Due in class Jan 14th

Q1

Google maintains records of the popularity of search terms over time at http://www.google.com/trends You can examine daily data by selecting a time period of less than 90 days, otherwise you’ll see weekly or monthly data (e.g. searches for “hangover” in the last 90 days). The numbers reported are relative search volume. Your task is to find:

  • one search term dominated by a weekly or annual seasonal pattern
  • one search term dominated by an increasing trend
  • one search term that would be poorly described by a combination of trend and seasonality

In each case, you should download the relevant data as a .csv file (click on the … on the trends page), read the data into R and produce a plot of the data.

Q2

I’ve downloaded much higher resolution data from the Corvallis Municipal Airport weather station. I am giving you ten years of about thrice hourly (I think, you should probably check) observations. Download the data from: http://stat565.cwick.co.nz/data/corv_sub.rds. You can get it into R with:

corv <- readRDS("corv_sub.rds") 
head(corv)

Check out the structure, I’ve been nice and already converted the date and datetime to R date time classes.

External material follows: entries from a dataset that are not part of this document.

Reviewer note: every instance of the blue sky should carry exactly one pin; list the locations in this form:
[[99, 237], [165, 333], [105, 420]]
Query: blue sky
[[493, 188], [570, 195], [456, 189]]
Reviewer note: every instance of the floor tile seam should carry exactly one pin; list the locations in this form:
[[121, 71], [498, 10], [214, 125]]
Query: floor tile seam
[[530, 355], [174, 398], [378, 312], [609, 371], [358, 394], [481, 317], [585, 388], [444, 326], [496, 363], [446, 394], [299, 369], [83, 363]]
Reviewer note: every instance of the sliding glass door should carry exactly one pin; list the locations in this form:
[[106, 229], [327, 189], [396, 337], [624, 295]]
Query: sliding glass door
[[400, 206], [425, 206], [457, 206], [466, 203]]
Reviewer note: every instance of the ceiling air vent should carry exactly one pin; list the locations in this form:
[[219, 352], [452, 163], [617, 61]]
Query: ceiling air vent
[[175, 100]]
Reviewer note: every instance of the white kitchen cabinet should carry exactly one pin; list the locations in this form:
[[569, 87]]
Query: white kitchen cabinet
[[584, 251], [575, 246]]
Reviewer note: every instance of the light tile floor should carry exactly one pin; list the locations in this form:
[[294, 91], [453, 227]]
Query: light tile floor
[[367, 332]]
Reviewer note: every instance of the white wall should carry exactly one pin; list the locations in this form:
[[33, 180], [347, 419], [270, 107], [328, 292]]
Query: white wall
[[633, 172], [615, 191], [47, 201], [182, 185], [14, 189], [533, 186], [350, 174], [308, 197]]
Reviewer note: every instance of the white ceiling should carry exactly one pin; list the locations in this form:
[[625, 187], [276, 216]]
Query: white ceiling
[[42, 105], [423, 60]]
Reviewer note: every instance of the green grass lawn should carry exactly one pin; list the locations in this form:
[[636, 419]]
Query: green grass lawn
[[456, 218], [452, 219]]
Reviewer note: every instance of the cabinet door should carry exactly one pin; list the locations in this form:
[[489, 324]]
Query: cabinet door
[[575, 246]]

Before I move to a new place I like to look up what the climate is like there. But I normally end up looking at a graph that shows me the average min, mean and max temperature by month, and maybe total precipitation, and that doesn’t really help me decide how my day to day life will be affected by the weather. I’m much more interested in things like:

  • How often will I be biking to work in below freezing temperatures?
  • How many days a year will I see the sun?
  • How many days do I need a raincoat, assuming I’m only outside during my morning and evening commute?

Your task is to create a climate metric that you would find useful, and by using the data provided and dplyr, calculate it and present it visually. (And since this is a statistics class you might give a thought to how you would quantify and present the variability in your metric).

Challenge Problem

I will occasionally add a problem to a homework that is more challenging. These problems are not worth any credit, but provide opportunity for you to explore more on your own.

These problems are not necessarily harder, but they will tend not to have a single solution, and there is no guarantee they are completely solvable (i.e. I may not have even attempted them).

Douglas J. Keenan has posed a challenge to detect trends in time series. He has generated 1000 time series some of which have a trend and will award $100,000 to the first person to correctly classify 900 of the series.

The challenge can be found at: http://www.informath.org/Contest1000.htm

Challenge task: Perform some EDA on the 1000 series. Do you believe his claim that he added trends of +1 or -1 degree C / century? About what proportion do you think he added trends to?